Deregulatory Baby Steps

In a welcome move, the White House announced this morning that a review of regulations by government departments had found 30 (count ’em) regulations that could be abolished or pared back to ease burdens on business. This would, the White House crowed, give us a Twenty First Century Regulatory System. The regulations  the White House highlighted were:

  • The Occupational Safety and Health Administration (OSHA) is announcing a final rule that will remove over 1.9 million annual hours of redundant reporting burdens on employers and save more than $40 million in annual costs. Businesses will no longer be saddled with the obligation to fill out unnecessary government forms, meaning that their employees will have more time to be productive and do their real work.
  • EPA will propose to eliminate the redundant obligation for many states to require air pollution vapor recovery systems at local gas stations because modern vehicles already have effective air pollution control technologies.

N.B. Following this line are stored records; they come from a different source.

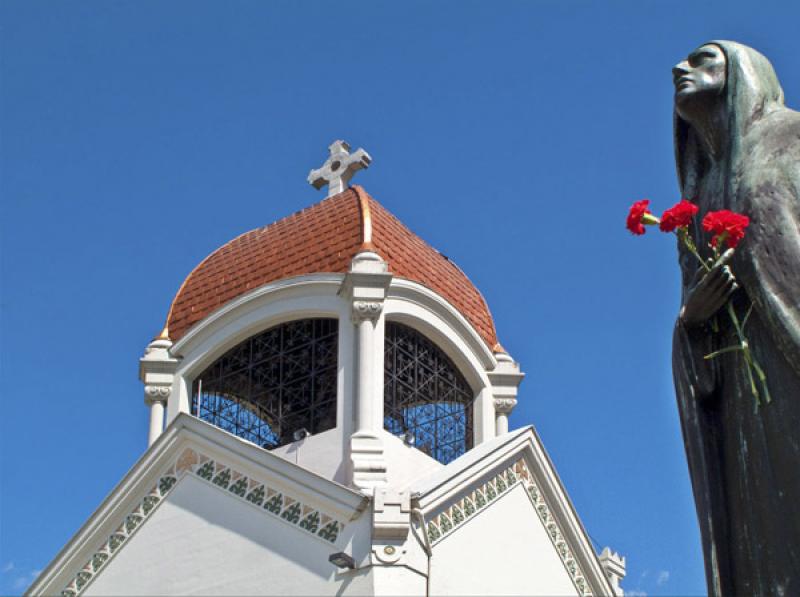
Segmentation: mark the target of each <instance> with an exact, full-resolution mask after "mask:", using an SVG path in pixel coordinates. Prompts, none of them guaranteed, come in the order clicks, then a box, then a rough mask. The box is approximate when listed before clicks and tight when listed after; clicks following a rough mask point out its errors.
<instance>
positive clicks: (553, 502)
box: [411, 426, 614, 596]
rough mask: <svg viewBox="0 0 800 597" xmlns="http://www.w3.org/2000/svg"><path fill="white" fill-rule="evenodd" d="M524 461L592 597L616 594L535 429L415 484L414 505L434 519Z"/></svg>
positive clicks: (465, 455) (449, 467) (494, 446)
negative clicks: (451, 505)
mask: <svg viewBox="0 0 800 597" xmlns="http://www.w3.org/2000/svg"><path fill="white" fill-rule="evenodd" d="M520 458H524V460H525V462H526V465H527V467H528V470H529V471H530V472H531V474H532V475H533V477H534V480H535V483H536V486H537V487H538V488H539V489H540V490H541V492H542V494H543V497H544V500H545V502H546V503H547V505H548V508H549V512H550V514H551V515H552V516H553V517H554V518H555V520H556V522H557V524H558V527H559V528H560V531H561V533H562V534H563V536H564V539H565V540H566V542H567V544H568V546H569V548H570V550H571V552H572V554H573V555H574V557H575V559H576V561H577V563H578V565H579V567H580V570H581V572H582V574H583V576H584V577H585V578H586V581H587V582H588V584H589V587H590V588H591V591H592V594H594V595H598V596H602V595H613V594H614V591H613V589H612V588H611V585H610V583H609V581H608V578H607V577H606V575H605V572H604V570H603V567H602V565H601V564H600V560H599V559H598V555H597V554H596V553H595V551H594V548H593V547H592V542H591V540H590V538H589V535H588V533H587V532H586V529H585V528H584V527H583V524H582V523H581V521H580V519H579V518H578V515H577V513H576V511H575V508H574V506H573V505H572V501H571V500H570V499H569V496H568V495H567V492H566V490H565V489H564V486H563V484H562V483H561V479H560V478H559V477H558V474H557V473H556V471H555V468H554V467H553V464H552V462H551V461H550V457H549V456H548V455H547V452H545V450H544V447H543V446H542V443H541V440H540V439H539V436H538V435H537V434H536V431H535V430H534V428H533V427H532V426H530V427H525V428H523V429H519V430H517V431H514V432H511V433H508V434H506V435H503V436H501V437H498V438H495V439H494V440H491V441H489V442H486V443H485V444H482V445H480V446H476V447H475V448H473V449H472V450H471V451H470V452H467V453H466V454H465V455H464V456H462V457H461V458H458V459H456V460H454V461H453V462H451V463H450V464H449V465H447V466H446V467H444V468H443V469H441V470H439V471H437V472H436V473H435V474H433V475H431V476H430V477H428V478H426V479H421V480H420V481H419V482H417V483H414V484H413V485H412V487H411V490H412V496H411V497H412V501H413V505H416V506H417V507H419V508H420V509H421V510H423V512H424V513H425V515H426V517H429V515H430V514H432V513H435V512H436V511H438V510H441V509H442V508H443V507H446V506H447V505H448V504H450V503H451V502H453V501H455V500H457V499H458V498H459V497H460V496H461V495H462V494H465V493H467V492H468V491H470V490H471V489H473V488H474V487H475V486H476V483H479V482H481V481H482V480H485V479H487V478H489V477H491V476H492V475H494V474H496V473H497V472H498V471H501V470H503V469H504V468H508V467H509V466H511V465H512V464H513V463H514V462H515V461H517V460H519V459H520Z"/></svg>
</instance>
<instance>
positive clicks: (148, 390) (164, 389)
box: [144, 386, 170, 448]
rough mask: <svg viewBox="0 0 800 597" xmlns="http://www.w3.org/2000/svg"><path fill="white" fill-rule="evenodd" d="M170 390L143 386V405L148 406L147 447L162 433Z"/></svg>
mask: <svg viewBox="0 0 800 597" xmlns="http://www.w3.org/2000/svg"><path fill="white" fill-rule="evenodd" d="M169 392H170V388H169V387H167V386H145V392H144V395H145V398H144V401H145V404H149V405H150V431H149V433H148V434H147V447H148V448H149V447H150V446H152V445H153V443H154V442H155V441H156V440H157V439H158V436H160V435H161V432H162V431H164V408H165V406H166V402H167V398H168V397H169Z"/></svg>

The anticipated annual savings are about $67 million.
  • The Departments of Commerce and State are undertaking a series of steps to eliminate unnecessary barriers to exports, including duplicative and unnecessary regulatory requirements, thus reducing the cumulative burden and uncertainty faced by American companies and their trading partners. These steps will make it a lot easier for American companies to reach new markets, increasing our exports while creating jobs here at home.

Erm, is that it? $40 million here, $67 there. Most of the 30 or so plans don’t have a dollar value attached to them, but let’s say those values are typical and the 30 plans will save $50 million each on average. That would reduce the nation’s regulatory cost bill by $1.5 billion.

That sounds like a lot, but on CEI’s estimates the annual cost of regulation to the U.S. economy is $1.75 trillion. The effect of these deregulatory efforts will barely register.  The agencies’ efforts would have to be two orders of magnitude higher to result in any significant dent in that figure.

A look at some of the plans suggests why this is. The plan from the Department of Commerce notes that its “discretion over the content of regulations is limited by law” and that therefore its “ability to modify, streamline, expand or repeal regulations unilaterally to carry out the [Executive Order] is similarly constrained.”

That is why deregulation has to start in Congress. Successive Congresses have told the administration to impose these burdensome regulations on the American people. Congress therefore needs to tell the administration now to remove them.

Meanwhile, the administration should also announce a regulatory freeze. No new regulations should be imposed on the American people until significant numbers have been “modified, streamlined or repealed.”

So, although this step is welcome, the administration and Congress need to recognize now — and proclaim publicly — that this is just the first step in a journey of many thousands of miles.